JM: In the present review one of the differences bt. movies "Age of Consent" and "Lolita" arises from that "the fantasy element is emphasized by making Cora the aggressor". The movie producer's disingenuousness should not be similar to our own...
The metaphor about "an artist falling back in love with his art", though, is apt in relation to Lindsay and, perhaps, to Nabokov, too ( but for the latter I would delete "back" from "falling back", since VN was a most constant lover).

Speaking of allusions, perhaps I'm mistaken by assuming that Couturier had implied a link between Charlotte Haze & the ancient procuress Charlotte Hayes, ie, that Couturier had indeed restricted his find to Charlotte Hayes, a motel owner.
Both Ch.( Haze and Hayes in HH's "Confessions") possess similar-sounding names and, as it has been pointed out to me off-List, both rent a room to HH.

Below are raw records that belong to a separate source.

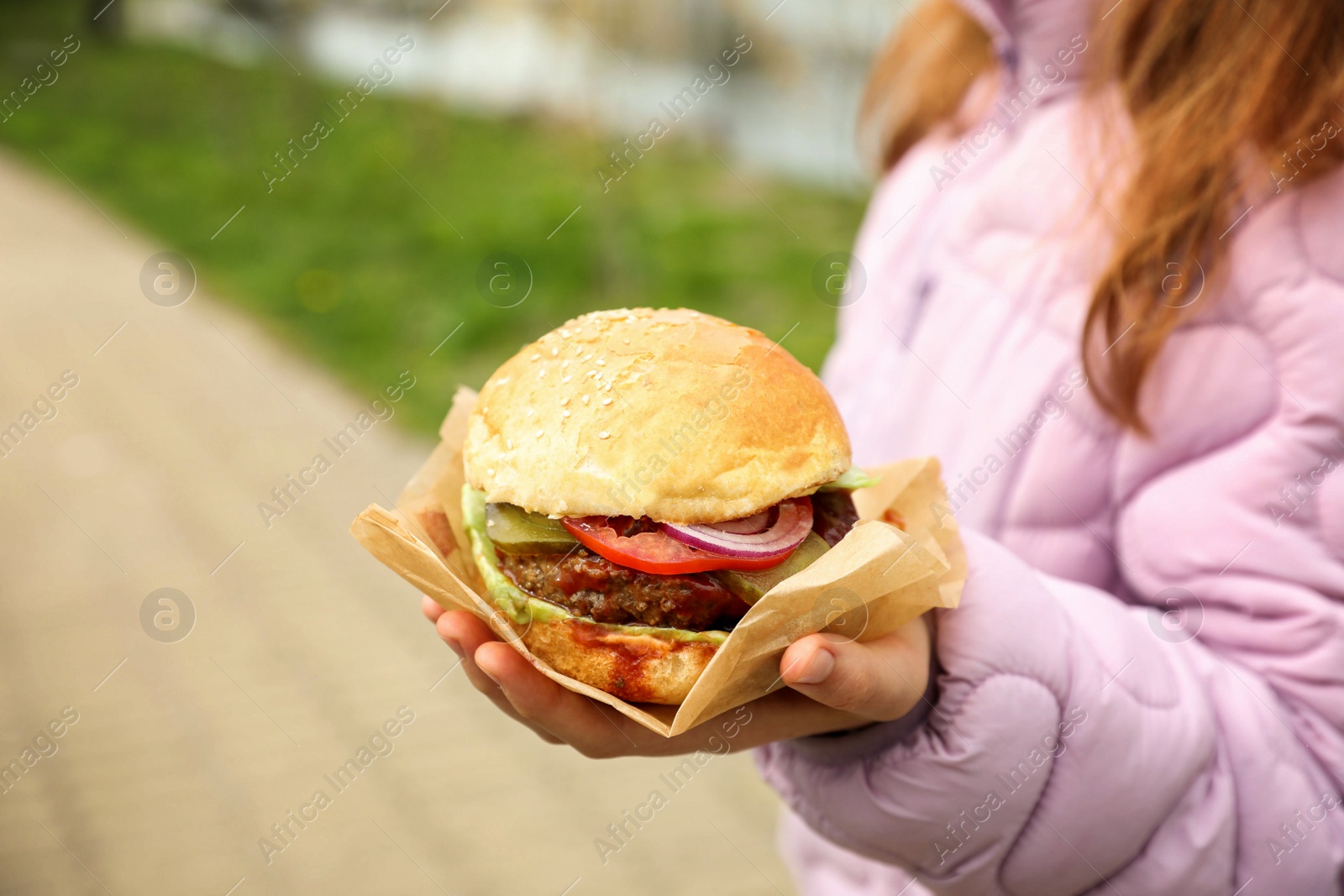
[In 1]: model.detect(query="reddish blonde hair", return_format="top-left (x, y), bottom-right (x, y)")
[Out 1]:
top-left (862, 0), bottom-right (1344, 434)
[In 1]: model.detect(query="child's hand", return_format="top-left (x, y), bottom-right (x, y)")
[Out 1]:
top-left (423, 598), bottom-right (932, 757)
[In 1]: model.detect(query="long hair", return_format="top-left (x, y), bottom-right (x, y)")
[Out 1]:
top-left (862, 0), bottom-right (1344, 434)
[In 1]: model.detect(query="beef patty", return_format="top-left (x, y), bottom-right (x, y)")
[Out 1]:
top-left (496, 491), bottom-right (858, 631)
top-left (499, 548), bottom-right (748, 631)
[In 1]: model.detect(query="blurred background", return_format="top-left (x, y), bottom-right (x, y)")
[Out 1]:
top-left (0, 0), bottom-right (903, 896)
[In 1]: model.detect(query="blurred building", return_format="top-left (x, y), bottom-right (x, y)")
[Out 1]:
top-left (126, 0), bottom-right (903, 188)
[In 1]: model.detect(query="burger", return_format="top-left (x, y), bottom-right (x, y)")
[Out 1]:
top-left (451, 309), bottom-right (867, 704)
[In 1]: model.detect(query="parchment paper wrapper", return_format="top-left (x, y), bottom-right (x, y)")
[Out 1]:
top-left (351, 388), bottom-right (966, 736)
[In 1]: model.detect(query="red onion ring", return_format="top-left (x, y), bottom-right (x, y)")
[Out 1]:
top-left (707, 508), bottom-right (770, 535)
top-left (663, 497), bottom-right (811, 558)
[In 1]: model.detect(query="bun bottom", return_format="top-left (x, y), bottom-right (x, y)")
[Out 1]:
top-left (515, 619), bottom-right (719, 706)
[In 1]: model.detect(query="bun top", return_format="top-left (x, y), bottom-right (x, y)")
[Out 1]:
top-left (462, 307), bottom-right (849, 522)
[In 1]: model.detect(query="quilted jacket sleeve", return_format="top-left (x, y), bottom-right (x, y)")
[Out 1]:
top-left (758, 533), bottom-right (1344, 896)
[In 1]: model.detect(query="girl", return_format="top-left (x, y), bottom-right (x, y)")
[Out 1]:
top-left (426, 0), bottom-right (1344, 896)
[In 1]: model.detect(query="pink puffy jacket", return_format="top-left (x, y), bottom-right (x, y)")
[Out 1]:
top-left (758, 0), bottom-right (1344, 896)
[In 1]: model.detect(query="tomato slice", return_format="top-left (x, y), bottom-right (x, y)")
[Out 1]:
top-left (560, 516), bottom-right (793, 575)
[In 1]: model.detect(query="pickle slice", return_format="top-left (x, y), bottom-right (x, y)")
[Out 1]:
top-left (486, 504), bottom-right (578, 553)
top-left (710, 532), bottom-right (831, 603)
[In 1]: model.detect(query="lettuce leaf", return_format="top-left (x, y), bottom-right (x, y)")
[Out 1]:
top-left (462, 485), bottom-right (728, 645)
top-left (817, 466), bottom-right (882, 491)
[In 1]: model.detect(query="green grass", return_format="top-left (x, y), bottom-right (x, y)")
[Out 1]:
top-left (0, 2), bottom-right (862, 432)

Perhaps their connection and resemblances are only a product of HH's deranged mind.
HH obviously created Mrs.Hayes in a delusional Erlkönig-Mary Lore mood. So it is reasonable to suppose that, while naming her in retrospect he might have comitted a lapsus.
If the find connecting C.Hayes/Fanny Hill/Apollinaire to "Lolita" is to be restricted to the Hayes motel-owner, not to Lolita's mother, perhaps there is no reason to give it the importance we've been assuming it has, since the motel-owner is scarcely mentioned.
However it is exciting to encounter this link as a background stimulus in HH's actual confabulation. In that (freudian?) instance I would understand this allusion a representing a master stroke!